# Decided! HTPC/Media Server build



## FNG212 (May 31, 2009)

Not sure which this should be classified as, a HTPC or Media Server but here it is:

Purpose: Digital storage of all my media, streaming Netflix/Hulu etc content

MotherBoard: http://www.newegg.com/Product/Product.aspx?item=N82E16813128421
GIGABYTE GA-H55M-UD2H Micro ATX Intel Motherboard

Processor: http://www.newegg.com/Product/Product.aspx?item=N82E16819115217
Intel Core i5-661 3.33GHz LGA 1156 87W Dual-Core Desktop Processor

RAM: http://www.newegg.com/Product/Product.aspx?item=N82E16820145260
CORSAIR XMS3 4GB (2 x 2GB) 240-Pin DDR3 SDRAM DDR3 1600 (PC3 12800) Desktop Memory

Windows 7, a few TB of hard drives and a DVD drive from my current desktop.

Any suggestions?


----------



## dalto (May 24, 2009)

None of the links work for me.


----------



## Cy-Gor (Jan 18, 2010)

Is this hooked into your HT directly or just a network asset?

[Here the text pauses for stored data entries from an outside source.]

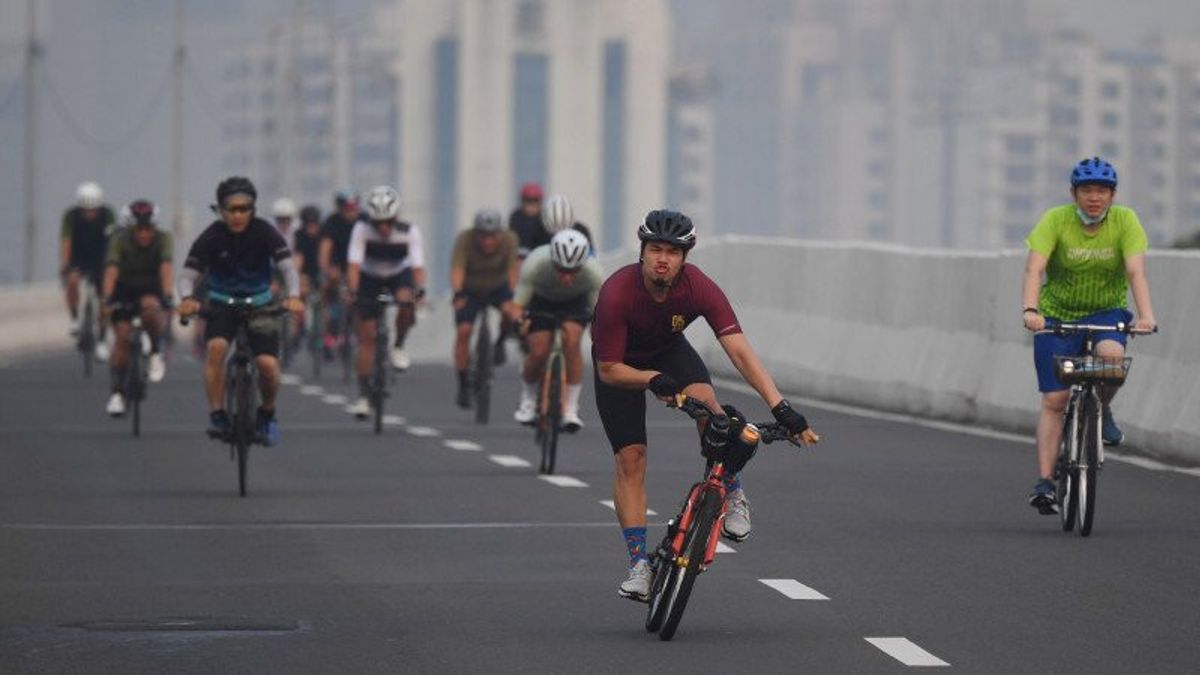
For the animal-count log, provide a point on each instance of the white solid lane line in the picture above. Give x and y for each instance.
(906, 651)
(611, 505)
(509, 460)
(564, 481)
(795, 590)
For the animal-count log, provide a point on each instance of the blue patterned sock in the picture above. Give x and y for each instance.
(635, 541)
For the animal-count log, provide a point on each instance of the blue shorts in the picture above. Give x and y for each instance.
(1047, 346)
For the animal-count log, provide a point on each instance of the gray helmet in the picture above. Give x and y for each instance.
(489, 220)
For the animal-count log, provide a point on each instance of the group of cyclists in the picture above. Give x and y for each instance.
(539, 272)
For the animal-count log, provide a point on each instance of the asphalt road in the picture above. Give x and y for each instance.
(417, 551)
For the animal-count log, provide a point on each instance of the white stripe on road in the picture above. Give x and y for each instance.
(509, 460)
(795, 590)
(564, 481)
(612, 505)
(905, 651)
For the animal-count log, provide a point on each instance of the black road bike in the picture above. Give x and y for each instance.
(1081, 452)
(690, 543)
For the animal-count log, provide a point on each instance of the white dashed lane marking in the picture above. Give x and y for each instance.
(906, 651)
(613, 507)
(795, 590)
(511, 461)
(564, 481)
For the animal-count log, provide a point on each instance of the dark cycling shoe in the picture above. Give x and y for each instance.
(1110, 432)
(219, 424)
(267, 428)
(1044, 497)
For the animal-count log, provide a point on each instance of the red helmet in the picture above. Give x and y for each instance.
(531, 192)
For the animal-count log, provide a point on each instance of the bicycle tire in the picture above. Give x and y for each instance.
(696, 545)
(483, 383)
(1067, 469)
(1089, 465)
(244, 425)
(553, 416)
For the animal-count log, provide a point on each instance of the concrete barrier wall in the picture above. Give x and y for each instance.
(928, 333)
(939, 334)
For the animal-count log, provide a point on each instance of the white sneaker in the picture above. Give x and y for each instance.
(737, 515)
(637, 585)
(400, 359)
(115, 405)
(571, 422)
(361, 408)
(527, 412)
(157, 368)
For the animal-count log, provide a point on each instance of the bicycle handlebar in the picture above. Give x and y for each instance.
(768, 431)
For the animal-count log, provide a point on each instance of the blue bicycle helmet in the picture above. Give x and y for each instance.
(1093, 172)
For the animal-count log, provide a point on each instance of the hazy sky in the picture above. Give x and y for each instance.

The memory might be a bit of overkill for what you are doing since amount of memory is generally more important for this kind of thing than speed.


----------



## dalto (May 24, 2009)

I think it will work fine but that is a lot of CPU for that type of machine. Are you going to be doing other things with that machine too?

Do you already have a case and power supply?


----------